My first personal computer, albeit used, was a PS-1.  I bought it from the hospital I worked for at the time for a song, when they bought brand new ones.   I learned some Basic.  I downloaded some programs my friends had and new ones they wrote.  I really thought I was going somewhere in the computer industry.  Okay, that didn't happen, but I can work my way around one now, and I know own several computer devices, mostly Apple products, sorry IBM.  Still I thank you piquing my digital curiosity.  You helped to draw out my professional aspirations and provide me with the basis for my current use of computers, primarily the internet, ITunes, and movies, with a few spreadsheets and some Word docs thrown in.  Thank you.  Sorry about the whole Nazi thing during WWII.  I believe you when you say that evil wasn't what you had in mind.

Friday, May 6, 2011

Jim's Rules

Purpose:  Rules to aid in the pursuit of a sometimes happy and productive life:

I.  A golden rule type policy involved with treating people in the way that you would like to be treated.  Fairly deep, fairly important.
II.  Engage in violence only when there is an imminent threat to someone you should protect or yourself.
III.  Get plenty of exercise to prolong your life.
IV.  Keep your life organized, neat and efficient.
V.  (The rule to be listed last, if this list is ever completed.)  Be on the lookout for significant rules to accomplish the purpose.
VII.  Maintain a strong social network.
VIII.  Remain close to civilization. and be as civilized as you can be, according to your own standards.  (Note to self:  Create standards)
IX.  Keep writing to sweep away the cobwebs and to practice how to express what your mind is thinking.
X.  Do not take unnecessary risks.
XI.  Steal from the lists of other's rules as needed.  You can't have enough guidelines to be a success to yourself.
XII.  Speed up occasionally.  Slowing down is an inevitable process of aging.  Speed up to stay ahead of this process.
XIII.  Maintain capital in a nearby, safe location.
XIV.  Maintain the ability to earn more capital, if necessary.
XV.  Eat responsibly.  You know what that is.
XVI.  Be faithful to all of your commitments unless they expire or become invalid.
XVII.  Be impeccable with the Word, or word.
XVIII. Do not assume, or be aware when you are assuming.  No auto-assuming.
XIX.  Do not take things personally.  They are rarely meant that way.
XX.  Say please and thank you.  See Rule #VIII.
XXI.  Always do your best.  What are you saving it for, and if it's not worth giving your best, question why you are doing it at all.

Sunday, March 6, 2011

Obligatory Observations

For those of us who observe and comment with any amount of education, experience of age, or simply, a small amount of artful articulation, there is an obligation to do so, responsibly, and with a certain amount of frequency.  I have a great deal of professional health-care experience.  There are topics in health-care I am obliged to comment upon them simply because I have that experience and expertise.  Specifically, I know about pharmaceutical supply and medical supply costs and how obscenely profitable these industries are in the U.S. thanks to the insurance industry and the medicare system.

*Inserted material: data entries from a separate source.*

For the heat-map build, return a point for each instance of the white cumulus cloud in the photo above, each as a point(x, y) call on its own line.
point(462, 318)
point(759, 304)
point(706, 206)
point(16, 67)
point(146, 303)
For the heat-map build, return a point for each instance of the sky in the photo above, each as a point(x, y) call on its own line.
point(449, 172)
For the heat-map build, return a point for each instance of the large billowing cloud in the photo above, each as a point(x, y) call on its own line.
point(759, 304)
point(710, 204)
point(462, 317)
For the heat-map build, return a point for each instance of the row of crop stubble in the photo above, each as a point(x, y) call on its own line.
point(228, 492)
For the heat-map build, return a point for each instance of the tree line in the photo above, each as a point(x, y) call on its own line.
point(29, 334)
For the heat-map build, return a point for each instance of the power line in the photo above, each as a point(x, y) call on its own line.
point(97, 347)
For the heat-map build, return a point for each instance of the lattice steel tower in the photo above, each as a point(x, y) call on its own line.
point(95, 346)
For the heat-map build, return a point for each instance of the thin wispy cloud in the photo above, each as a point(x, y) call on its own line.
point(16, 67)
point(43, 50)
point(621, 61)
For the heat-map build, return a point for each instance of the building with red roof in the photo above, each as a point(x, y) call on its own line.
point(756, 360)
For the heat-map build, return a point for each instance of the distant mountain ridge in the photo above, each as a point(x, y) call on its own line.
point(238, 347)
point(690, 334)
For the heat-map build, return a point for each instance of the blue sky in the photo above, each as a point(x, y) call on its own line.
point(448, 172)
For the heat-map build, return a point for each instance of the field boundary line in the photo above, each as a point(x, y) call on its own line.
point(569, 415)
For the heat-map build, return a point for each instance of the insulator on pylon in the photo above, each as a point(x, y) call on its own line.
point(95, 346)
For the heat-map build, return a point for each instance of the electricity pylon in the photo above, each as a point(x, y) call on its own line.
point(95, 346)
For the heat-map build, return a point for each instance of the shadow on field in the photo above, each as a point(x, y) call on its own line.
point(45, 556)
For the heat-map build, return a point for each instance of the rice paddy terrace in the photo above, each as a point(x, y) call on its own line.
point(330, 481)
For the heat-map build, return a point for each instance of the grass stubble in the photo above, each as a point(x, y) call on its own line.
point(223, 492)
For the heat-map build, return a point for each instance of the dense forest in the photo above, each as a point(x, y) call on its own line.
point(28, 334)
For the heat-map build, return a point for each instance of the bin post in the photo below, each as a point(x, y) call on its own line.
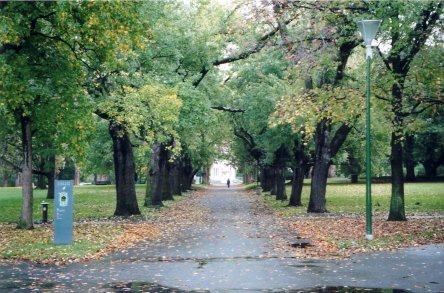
point(45, 212)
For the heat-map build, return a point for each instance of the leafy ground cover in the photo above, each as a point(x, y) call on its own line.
point(96, 232)
point(419, 197)
point(90, 202)
point(341, 233)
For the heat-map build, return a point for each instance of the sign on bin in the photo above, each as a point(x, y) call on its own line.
point(63, 218)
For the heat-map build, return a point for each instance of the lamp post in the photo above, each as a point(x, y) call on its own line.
point(368, 29)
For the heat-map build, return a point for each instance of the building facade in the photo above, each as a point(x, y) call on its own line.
point(220, 171)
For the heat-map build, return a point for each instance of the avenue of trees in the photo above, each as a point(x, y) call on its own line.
point(160, 89)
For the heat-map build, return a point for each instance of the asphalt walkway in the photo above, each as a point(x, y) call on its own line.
point(229, 249)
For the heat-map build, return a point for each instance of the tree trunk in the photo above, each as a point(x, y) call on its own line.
point(322, 158)
point(76, 174)
point(41, 182)
point(206, 175)
point(18, 180)
point(281, 193)
point(165, 171)
point(298, 173)
point(51, 175)
point(124, 169)
point(354, 178)
point(296, 187)
point(266, 180)
point(397, 211)
point(273, 181)
point(156, 175)
point(175, 179)
point(409, 159)
point(187, 174)
point(26, 221)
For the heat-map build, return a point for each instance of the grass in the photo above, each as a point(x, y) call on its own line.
point(90, 202)
point(91, 235)
point(342, 197)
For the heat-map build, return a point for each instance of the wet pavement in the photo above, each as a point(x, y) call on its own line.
point(230, 250)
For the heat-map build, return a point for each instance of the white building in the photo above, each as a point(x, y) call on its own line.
point(220, 171)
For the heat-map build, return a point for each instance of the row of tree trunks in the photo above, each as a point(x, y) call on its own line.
point(327, 145)
point(299, 170)
point(317, 203)
point(26, 221)
point(124, 169)
point(165, 177)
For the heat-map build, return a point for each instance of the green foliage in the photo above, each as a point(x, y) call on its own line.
point(350, 198)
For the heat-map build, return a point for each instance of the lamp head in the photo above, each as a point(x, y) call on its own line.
point(368, 29)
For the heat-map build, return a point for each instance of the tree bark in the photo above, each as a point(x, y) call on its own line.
point(298, 174)
point(165, 173)
point(397, 211)
point(175, 179)
point(409, 159)
point(147, 201)
point(76, 174)
point(156, 175)
point(325, 149)
point(273, 181)
point(317, 202)
point(26, 221)
point(124, 169)
point(281, 193)
point(18, 180)
point(354, 178)
point(51, 175)
point(267, 178)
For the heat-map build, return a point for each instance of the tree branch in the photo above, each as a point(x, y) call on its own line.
point(231, 110)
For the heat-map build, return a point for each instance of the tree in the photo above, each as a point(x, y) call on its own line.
point(323, 52)
point(36, 73)
point(407, 28)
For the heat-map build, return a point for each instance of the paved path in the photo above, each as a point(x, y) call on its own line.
point(229, 249)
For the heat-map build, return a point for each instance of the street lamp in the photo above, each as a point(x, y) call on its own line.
point(368, 29)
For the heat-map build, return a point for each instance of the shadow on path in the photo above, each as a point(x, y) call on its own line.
point(223, 244)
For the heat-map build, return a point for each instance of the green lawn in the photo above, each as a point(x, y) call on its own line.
point(345, 197)
point(90, 202)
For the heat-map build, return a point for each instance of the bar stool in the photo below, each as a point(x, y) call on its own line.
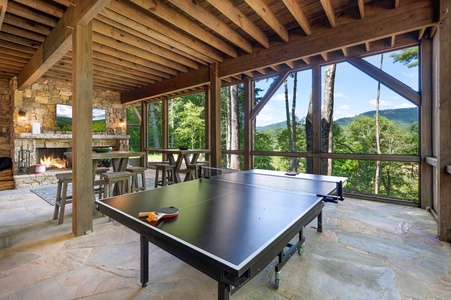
point(61, 196)
point(167, 174)
point(121, 181)
point(135, 182)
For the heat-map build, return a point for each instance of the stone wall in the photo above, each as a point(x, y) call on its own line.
point(5, 119)
point(39, 104)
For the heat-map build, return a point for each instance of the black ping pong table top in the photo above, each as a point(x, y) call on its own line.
point(230, 226)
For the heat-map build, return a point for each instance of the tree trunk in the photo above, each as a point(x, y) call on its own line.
point(327, 118)
point(378, 142)
point(156, 140)
point(287, 112)
point(309, 135)
point(294, 160)
point(235, 128)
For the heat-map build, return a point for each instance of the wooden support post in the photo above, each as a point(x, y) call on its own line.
point(316, 118)
point(207, 119)
point(248, 123)
point(144, 132)
point(426, 123)
point(82, 82)
point(442, 65)
point(215, 116)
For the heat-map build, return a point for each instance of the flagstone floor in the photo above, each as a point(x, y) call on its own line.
point(368, 250)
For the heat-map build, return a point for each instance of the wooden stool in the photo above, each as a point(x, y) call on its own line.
point(167, 174)
point(135, 182)
point(121, 181)
point(61, 196)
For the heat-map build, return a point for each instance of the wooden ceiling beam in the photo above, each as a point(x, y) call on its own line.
point(240, 20)
point(298, 14)
point(27, 13)
point(138, 28)
point(121, 10)
point(113, 52)
point(392, 22)
point(43, 6)
point(59, 41)
point(3, 6)
point(269, 17)
point(328, 9)
point(25, 24)
point(161, 10)
point(114, 37)
point(389, 81)
point(199, 13)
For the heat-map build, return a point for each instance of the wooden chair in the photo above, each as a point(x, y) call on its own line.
point(136, 172)
point(119, 180)
point(167, 174)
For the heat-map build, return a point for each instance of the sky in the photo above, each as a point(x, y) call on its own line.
point(355, 92)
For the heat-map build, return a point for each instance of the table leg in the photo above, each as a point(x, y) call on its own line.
point(223, 291)
point(144, 261)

Because of the way both of these institutions have operated in the last forty years, double digit inflation is the standard operating procedure.  Most American just accepted these outrageous increases until the banking crisis and resulting recession in the last three years.  Now we know these kind of cost rises cannot be sustained and should not even be proposed.  Both the medical insurance industry and Medicare/Medicaid will have to accept little or no increases in payments.

Since I know this and can make this observation, it is incumbent upon me to do so for my readers.  Fortunately, at the moment, I don't have any.